# Hands-On: Counterfactual Explanations in Python

Popular Python packages for computing counterfactual explanations (CFs):
- [DiCE](https://github.com/interpretml/DiCE) -- general algorithms (incl. diversity)
- [CARLA](https://github.com/carla-recourse/CARLA) -- many algorithms (incl. causality)
- [Alibi](https://github.com/SeldonIO/alibi) -- Counterfactual Guided by Prototypes (outdated tensorflow version!)
- [CEML](https://github.com/andreArtelt/ceml) -- model-specific algorithms (incl. plausibility)
- ...

We consider the (toy) problem of explaining breast cancer predictions made by a random forest classifier.
In this context, we demonstrate how to
1. Implement a nearest unlike neighbor (NUN) CF baseline
2. Use DiCE for computing diverse CFs

In [None]:
%pip install dice-ml scikit-learn matplotlib

In [None]:
%pip install "numpy<2"

In [None]:
from typing import Callable
import dice_ml
import numpy as np
import pandas as pd
import matplotlib.pyplot as plt
import sklearn
from sklearn.datasets import load_breast_cancer
from sklearn.model_selection import train_test_split
from sklearn.metrics import f1_score
from sklearn.ensemble import RandomForestClassifier

In [None]:
# Helper function for plotting CFs
def plot_barplot(x: np.ndarray, labels: list):
    """
    Creates a labeled bar plot.

    Parameters
    ----------
    x : `numpy.ndarray`
        Bar height of each item.
    labels : `list`
        Labels for each entry in x
    """
    fig, ax = plt.subplots()
    ax.barh(labels, x, align='center', height=0.5)
    plt.show()

### Problem Setup

Breast cancer prediction using a random forest classifier.

1. Load data set
2. Split into train and test set
3. Train random forest classifier
4. Evalute classifier

#### 1. Load data set

In [None]:
# Get feature names of breast cancer data set
df_data = load_breast_cancer(as_frame=True)
feature_names, target_names = list(df_data.feature_names), list(df_data.target_names)

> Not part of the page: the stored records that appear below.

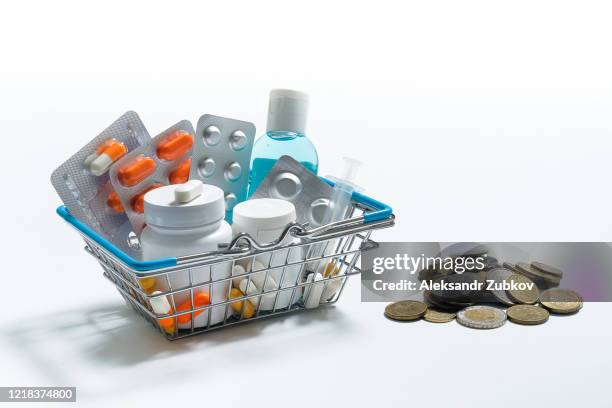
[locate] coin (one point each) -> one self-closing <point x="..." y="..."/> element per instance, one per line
<point x="527" y="314"/>
<point x="529" y="295"/>
<point x="481" y="317"/>
<point x="551" y="270"/>
<point x="405" y="310"/>
<point x="438" y="316"/>
<point x="438" y="303"/>
<point x="432" y="274"/>
<point x="562" y="301"/>
<point x="499" y="276"/>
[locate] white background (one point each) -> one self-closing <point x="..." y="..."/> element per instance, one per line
<point x="478" y="120"/>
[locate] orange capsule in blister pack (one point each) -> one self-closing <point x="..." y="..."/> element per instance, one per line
<point x="109" y="152"/>
<point x="114" y="203"/>
<point x="138" y="199"/>
<point x="136" y="170"/>
<point x="174" y="145"/>
<point x="180" y="175"/>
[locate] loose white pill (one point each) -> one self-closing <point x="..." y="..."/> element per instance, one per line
<point x="314" y="291"/>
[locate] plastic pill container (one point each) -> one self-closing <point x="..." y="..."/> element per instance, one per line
<point x="186" y="219"/>
<point x="265" y="219"/>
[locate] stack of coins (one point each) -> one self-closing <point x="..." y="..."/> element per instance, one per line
<point x="522" y="293"/>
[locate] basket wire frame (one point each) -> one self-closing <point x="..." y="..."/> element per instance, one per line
<point x="338" y="252"/>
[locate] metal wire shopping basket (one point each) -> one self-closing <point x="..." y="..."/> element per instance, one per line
<point x="334" y="249"/>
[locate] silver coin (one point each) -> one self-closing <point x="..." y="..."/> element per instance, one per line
<point x="481" y="317"/>
<point x="499" y="276"/>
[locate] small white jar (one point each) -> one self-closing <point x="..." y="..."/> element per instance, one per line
<point x="186" y="219"/>
<point x="265" y="219"/>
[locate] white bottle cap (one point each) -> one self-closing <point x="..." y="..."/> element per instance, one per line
<point x="188" y="205"/>
<point x="262" y="214"/>
<point x="287" y="111"/>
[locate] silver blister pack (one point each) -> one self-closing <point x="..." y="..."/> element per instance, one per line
<point x="289" y="180"/>
<point x="221" y="157"/>
<point x="164" y="160"/>
<point x="88" y="194"/>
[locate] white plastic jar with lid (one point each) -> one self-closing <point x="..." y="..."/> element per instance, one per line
<point x="186" y="219"/>
<point x="265" y="219"/>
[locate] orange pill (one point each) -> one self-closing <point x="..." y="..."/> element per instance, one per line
<point x="180" y="175"/>
<point x="138" y="200"/>
<point x="114" y="203"/>
<point x="174" y="145"/>
<point x="136" y="170"/>
<point x="199" y="299"/>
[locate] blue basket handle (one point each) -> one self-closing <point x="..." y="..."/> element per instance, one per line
<point x="63" y="212"/>
<point x="381" y="210"/>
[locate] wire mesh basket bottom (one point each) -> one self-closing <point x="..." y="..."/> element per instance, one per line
<point x="203" y="296"/>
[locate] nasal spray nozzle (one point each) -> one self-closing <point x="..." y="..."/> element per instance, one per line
<point x="340" y="200"/>
<point x="337" y="209"/>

feature_names, target_names

In [None]:
# Load breast cancer data set
X, y = load_breast_cancer(return_X_y=True)

X.shape, y.shape   # Show dimensions of data

In [None]:
# For illustrative purposes: Merge feature names and target names with Numpy arrays
X_data = pd.DataFrame(X, columns=feature_names)
y_data = pd.DataFrame([target_names[y_i] for y_i in y], columns=["Label"])

X_data.head()

In [None]:
y_data.head()

#### 2. Split into train and test set

In [None]:
X_train, X_test, y_train, y_test = train_test_split(X, y,
                                                    test_size=.3,  # 30% test data
                                                    shuffle=True)

X_train.shape, y_train.shape, X_test.shape, y_test.shape

#### 3. Train random forest classifier

In [None]:
clf = RandomForestClassifier()
clf.fit(X_train, y_train)

In [None]:
y_train_pred = clf.predict(X_train)

#### 4. Evalute classifier

In [None]:
y_test_pred = clf.predict(X_test)
f1_score(y_test, y_test_pred)

#### Pick samples to be explained

We want to explain all malignant predictions!

In [None]:
# Negative classified samples -- i.e. y = 0 => malignant
idx = y_test_pred == 0
X_test_neg = X_test[idx, :]

In [None]:
X_test_neg.shape

## A simple baseline: Nearest Unlike Neighbor Counterfactuals

Assuming a set $D=\{(x_i, y_i)\}$ of (labeled) samples is available -- e.g. training/validation/test data set. The *Nearest Unlike Neighbor* (NUN) Counterfactual corresponds to the closest sample from this test labeled with the requested prediction:

$$\vec{x}_{cf} = \underset{\vec{x}_i\in D \mid y_i = y_{cf}}{\arg\min} d(\vec{x}_{cf}, \vec{x}_i)$$

This simple method often constitutes a surprisingly good/strong baseline for plausible counterfactual explanations.

In [None]:
# Different distance functions for measuring closeness/proximity to the original sample
def get_dist_func(desc: str, epsilon: float = 1e-3) -> Callable[[np.ndarray, np.ndarray], float]:
    """
    Creates and returns a distance function for comparing the
    similarity of two counterfactuals.

    Parameters
    ----------
    desc : `str`
        Name of the distance function.

        Must be one of the following:

            - l0
            - l1
            - l2
    epsilon : `float`, optional
        Threshold at which the difference between two values is considered zero.
        Only relevant in the case of "l0".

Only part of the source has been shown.